Behavioral Study on jam2 KO Mice and Wild-Type (WT) (A) Representative images of wild-type (left) and jam2 KO strides (right) in the gait test. Forepaw (blue) and hindpaw (red). Altered gait of the jam2 KO mice was analyzed in stance length, stride, and sway compared to wild-type (^∗∗∗p < 0.0001, ^∗∗p = 0.002; means ± SEM; n = 6 mice per genotype). (B and C) Walking beam performance on test day, showing elevated latency to cross the beam in jam2 KO (^∗p = 0.017; means ± SEM; n = 5 wild-type, n = 6 jam2 KO). See Video S2 for example beam walking test of a jam2 KO mouse and a control (wild-type).

Figure 4

Brain Pathology in Control and jam2 KO Mice of Young (6 Months Old) and Old Age (18 Months Old) Littermate controls (wild-type) (a, a1–a6) show no significant pathology on (H&E) stained sections (a, cortex; a1, cerebellum; a2, midbrain) and on immunohistochemistry for astrocytes (GFAP) (a3, midbrain), microglia (Iba1) (a4, midbrain), neuropil (APP) (a5, midbrain), and neurones (NeuN) (a6, midbrain). In age-matched jam2 KO mice, occasional cortical vacuolation is evident in the cerebral (b) and cerebellar (b1) cortex and widespread prominent vacuolation is seen in the midbrain (b2). In the midbrain region there is also marked reactive astrocytosis (b3) and mild microglial activation (b4). APP immunostaining highlights vacuolar change in the neuropil (b5) and NeuN shows mild reduction in the neuronal density (b6). Aged wild-type mice show occasional vacuolation in the cerebral cortex (c), cerebellar cortex (c1), and midbrain (c2) (H&E). There is mild patchy astrogliosis in the midbrain (c3) and mild microglial activation (c4).

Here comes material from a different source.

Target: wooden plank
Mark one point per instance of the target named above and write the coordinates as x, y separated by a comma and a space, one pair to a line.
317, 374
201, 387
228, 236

No significant disruption of the cytoarchitecture is seen on APP immunostaining (c5), but NeuN highlights some degree of neuronal loss (c6). In age-matched old jam2 KO mice, there is increasingly prominent vacuolation in the cerebral cortex (d) and in the cerebellar white matter (d1), midbrain (d2), and thalamus (not shown). Similar to young jam2 KO mice, there is widespread astrogliosis in the midbrain (d3), but microglial activation remains mildly increased (d4). Frequent vacuolation is highlighted in the neuropil with APP immunostaining (d5). Similar to age-matched littermate controls, there is reduction of the neuronal density in the midbrain of jam2 KO mouse (d6). Scale bar: 100 μm in a–d, a2–a6, b2–b6, c2–c6, d2–d6; 200 μm in a1–d1.